Symplectic Hulls over a Non-Unital Ring

TL;DR

This paper investigates symplectic hulls over a specific non-unital ring, characterizing their structure, exploring their properties under code operations, and classifying optimal codes for small lengths.

Contribution

It provides a detailed analysis of symplectic hulls over a non-unital ring, including generator matrices, code sum behavior, construction techniques, and classification of optimal codes.

Findings

Characterization of residue and torsion codes of symplectic hulls

Construction techniques for extending codes with desired hull properties

Classification of optimal codes for small lengths

Abstract

This paper presents the study of the symplectic hulls over a non-unital ring $ E= \langle \kappa,\tau \mid 2 \kappa =2 \tau=0,~ \kappa^2=\kappa,~ \tau^2=\tau,~ \kappa \tau=\kappa,~ \tau \kappa=\tau \rangle$. We first identify the residue and torsion codes of the left, right, and two-sided symplectic hulls, and characterize the generator matrix of the two-sided symplectic hull of a free $E$-linear code.
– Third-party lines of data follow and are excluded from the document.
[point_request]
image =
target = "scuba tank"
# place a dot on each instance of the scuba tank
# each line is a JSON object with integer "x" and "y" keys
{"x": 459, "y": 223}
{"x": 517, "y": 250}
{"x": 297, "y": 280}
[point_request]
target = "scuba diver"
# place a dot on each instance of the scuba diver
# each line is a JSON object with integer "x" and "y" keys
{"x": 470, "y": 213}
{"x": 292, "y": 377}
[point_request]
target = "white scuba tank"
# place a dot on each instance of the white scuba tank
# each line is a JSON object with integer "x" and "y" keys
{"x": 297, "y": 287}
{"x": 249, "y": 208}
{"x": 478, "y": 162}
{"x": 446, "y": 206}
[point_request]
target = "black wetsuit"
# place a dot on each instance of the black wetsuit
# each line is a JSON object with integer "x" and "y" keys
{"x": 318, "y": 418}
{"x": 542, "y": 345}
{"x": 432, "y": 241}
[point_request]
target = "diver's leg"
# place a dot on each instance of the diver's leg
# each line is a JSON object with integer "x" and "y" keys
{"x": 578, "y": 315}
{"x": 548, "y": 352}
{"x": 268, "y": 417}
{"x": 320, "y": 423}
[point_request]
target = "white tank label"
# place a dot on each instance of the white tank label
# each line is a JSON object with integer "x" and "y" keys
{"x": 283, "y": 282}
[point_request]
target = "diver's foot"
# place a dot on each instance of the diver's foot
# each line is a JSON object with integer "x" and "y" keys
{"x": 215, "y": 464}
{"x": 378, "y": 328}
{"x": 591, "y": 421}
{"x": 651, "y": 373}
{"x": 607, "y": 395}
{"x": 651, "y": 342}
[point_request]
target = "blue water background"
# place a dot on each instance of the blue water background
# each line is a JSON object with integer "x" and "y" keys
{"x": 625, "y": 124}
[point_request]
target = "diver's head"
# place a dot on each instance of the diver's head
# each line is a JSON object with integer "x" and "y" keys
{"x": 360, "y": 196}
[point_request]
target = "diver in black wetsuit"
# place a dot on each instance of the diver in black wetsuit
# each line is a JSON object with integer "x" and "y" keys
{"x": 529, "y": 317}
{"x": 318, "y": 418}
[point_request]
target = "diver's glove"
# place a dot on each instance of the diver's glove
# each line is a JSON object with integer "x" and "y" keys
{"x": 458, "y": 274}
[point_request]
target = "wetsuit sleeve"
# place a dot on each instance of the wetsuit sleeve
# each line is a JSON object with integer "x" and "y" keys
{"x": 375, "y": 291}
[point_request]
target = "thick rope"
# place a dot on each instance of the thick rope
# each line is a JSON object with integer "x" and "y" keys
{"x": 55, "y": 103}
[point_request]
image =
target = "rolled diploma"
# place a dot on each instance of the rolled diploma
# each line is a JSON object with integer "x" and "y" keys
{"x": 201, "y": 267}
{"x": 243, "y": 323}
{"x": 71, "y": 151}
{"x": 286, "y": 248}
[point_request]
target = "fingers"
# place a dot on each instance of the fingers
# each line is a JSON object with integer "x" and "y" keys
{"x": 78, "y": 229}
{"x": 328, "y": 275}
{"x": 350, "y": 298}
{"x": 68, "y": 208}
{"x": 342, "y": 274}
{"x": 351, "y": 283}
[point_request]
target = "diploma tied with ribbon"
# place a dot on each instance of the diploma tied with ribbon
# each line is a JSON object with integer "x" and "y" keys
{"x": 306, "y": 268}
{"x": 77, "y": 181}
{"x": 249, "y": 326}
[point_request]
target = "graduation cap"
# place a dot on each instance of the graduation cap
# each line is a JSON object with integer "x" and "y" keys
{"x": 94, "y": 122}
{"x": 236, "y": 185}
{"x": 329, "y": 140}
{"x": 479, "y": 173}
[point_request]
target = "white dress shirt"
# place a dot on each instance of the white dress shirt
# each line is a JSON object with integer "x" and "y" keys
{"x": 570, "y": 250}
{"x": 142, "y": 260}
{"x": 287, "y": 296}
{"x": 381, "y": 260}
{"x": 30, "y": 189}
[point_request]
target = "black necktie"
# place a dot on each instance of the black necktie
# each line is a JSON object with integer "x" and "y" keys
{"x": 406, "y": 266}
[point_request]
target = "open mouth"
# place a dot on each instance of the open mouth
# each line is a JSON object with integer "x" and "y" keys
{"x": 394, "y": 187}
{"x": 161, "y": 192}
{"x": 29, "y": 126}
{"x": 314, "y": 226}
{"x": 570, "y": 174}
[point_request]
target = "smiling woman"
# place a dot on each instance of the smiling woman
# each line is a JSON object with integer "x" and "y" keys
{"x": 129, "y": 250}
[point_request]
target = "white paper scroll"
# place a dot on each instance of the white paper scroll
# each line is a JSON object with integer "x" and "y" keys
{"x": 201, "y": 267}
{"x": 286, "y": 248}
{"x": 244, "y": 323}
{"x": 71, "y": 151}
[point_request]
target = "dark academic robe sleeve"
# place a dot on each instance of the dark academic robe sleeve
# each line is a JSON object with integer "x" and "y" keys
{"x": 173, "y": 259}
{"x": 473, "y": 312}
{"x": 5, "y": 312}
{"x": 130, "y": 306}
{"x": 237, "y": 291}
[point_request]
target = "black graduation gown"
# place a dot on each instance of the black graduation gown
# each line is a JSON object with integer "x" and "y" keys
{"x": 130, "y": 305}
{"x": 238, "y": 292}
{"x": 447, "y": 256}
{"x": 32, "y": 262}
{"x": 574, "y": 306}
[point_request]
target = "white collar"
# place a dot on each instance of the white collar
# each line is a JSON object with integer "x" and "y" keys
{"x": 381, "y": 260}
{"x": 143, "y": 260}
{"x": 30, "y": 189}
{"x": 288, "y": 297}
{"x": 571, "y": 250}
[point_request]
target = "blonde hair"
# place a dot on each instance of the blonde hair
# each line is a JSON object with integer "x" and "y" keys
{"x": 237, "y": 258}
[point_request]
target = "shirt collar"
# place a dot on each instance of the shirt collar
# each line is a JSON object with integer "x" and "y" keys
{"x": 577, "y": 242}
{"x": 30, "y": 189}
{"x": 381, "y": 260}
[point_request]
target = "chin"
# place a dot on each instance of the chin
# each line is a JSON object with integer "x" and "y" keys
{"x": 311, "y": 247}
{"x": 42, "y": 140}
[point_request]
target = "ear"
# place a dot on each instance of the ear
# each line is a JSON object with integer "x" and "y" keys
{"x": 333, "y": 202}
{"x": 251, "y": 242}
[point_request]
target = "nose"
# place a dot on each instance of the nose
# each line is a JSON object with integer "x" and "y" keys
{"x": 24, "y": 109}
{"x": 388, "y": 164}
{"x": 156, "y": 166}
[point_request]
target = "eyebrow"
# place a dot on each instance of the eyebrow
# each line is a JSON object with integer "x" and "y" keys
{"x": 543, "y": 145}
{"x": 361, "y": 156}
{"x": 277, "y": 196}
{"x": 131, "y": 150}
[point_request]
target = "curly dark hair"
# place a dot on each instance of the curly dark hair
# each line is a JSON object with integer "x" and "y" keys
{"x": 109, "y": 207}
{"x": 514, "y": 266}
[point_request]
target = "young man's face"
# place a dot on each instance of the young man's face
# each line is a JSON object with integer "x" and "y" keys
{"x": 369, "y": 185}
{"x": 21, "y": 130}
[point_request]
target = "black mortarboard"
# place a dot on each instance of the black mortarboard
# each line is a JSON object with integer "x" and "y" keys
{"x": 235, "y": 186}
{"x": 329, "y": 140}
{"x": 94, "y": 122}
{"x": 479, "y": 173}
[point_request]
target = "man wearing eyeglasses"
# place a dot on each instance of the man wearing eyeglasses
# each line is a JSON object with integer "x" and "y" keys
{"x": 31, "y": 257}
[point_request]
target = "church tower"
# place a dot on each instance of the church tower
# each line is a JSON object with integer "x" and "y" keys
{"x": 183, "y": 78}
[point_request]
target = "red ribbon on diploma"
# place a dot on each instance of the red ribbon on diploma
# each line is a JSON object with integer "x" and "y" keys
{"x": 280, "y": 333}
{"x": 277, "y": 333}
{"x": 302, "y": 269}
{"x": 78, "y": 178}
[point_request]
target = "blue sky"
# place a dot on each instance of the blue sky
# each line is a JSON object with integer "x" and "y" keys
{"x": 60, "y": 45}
Then, we explore the symplectic hull of the sum of two free $E$-linear codes. Subsequently, we provide two build-up techniques that extend a free $E$-linear code of smaller length and symplectic hull-rank to one of larger length and symplectic hull-rank. Further, for free $E$-linear codes, we discuss the permutation equivalence and investigate the symplectic hull-variation problem. An application of this study is given by classifying the free $E$-linear optimal codes for smaller lengths.